I can’t really see the forest thru the trees anymore, so I wanna be cautious.
They are specifically waiting to vacc HIV because they a concerned that the vacc could hurt them in some way. They state it very explicitly.
Medical risks are sooo dependent of the individual. Everybody is different.
Vaccine priorities are still very much in flux among illness groups.
We do NOT know that T1’s will have any priority. T2’s will.
1.) Are they unprepared to vacc T1’s because they think we are more medically vulnerable? We are in the same vacc boat as HIV - both are in the category of not having a large enough data sample to proceed with early vacc. They have issued strong warnings about HIV & vacc, but not for us. That leads me to believe that for some individuals, they perceive risk.

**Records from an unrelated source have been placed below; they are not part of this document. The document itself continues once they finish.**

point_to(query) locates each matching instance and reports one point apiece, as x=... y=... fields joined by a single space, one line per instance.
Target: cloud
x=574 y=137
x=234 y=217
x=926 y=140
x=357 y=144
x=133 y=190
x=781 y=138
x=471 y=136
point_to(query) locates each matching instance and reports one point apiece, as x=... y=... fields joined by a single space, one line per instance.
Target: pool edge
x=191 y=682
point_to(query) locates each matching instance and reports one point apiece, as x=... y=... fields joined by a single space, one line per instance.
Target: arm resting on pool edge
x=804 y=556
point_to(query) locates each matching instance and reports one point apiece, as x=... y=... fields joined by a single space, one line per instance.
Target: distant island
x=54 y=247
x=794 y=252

2.) I assume that there is a reason that these vacc protocols have been established.
The agreements between the State and the Feds are to follow the CDC guidelines for delivery. They are currently supposed to be doing healthcare providers, not EVERY hospital employee that is working remote. That appears to me to be a violation of medical ethics. If we can’t trust the hospital to follow some standard of medical ethics in this very serious situation where everyone is watching, WTF?!?!? Why should we anticipate that anyone will follow protocol?
Does the non-adherence to protocol put people at undue risk? The hospital wants people back in the office. That’s their only justification for doing this. Are they putting my friend at risk by pushing him to the front of the line for vacc before CDC has issued hard and fast guidelines? It feels safer to vacc with your illness group, once risks are better established.
If the protocols are already slipping…maybe Tim12 is right to assume that no protocols for vaccine delivery will be adhered to and he might as well assume no priority for illness groups.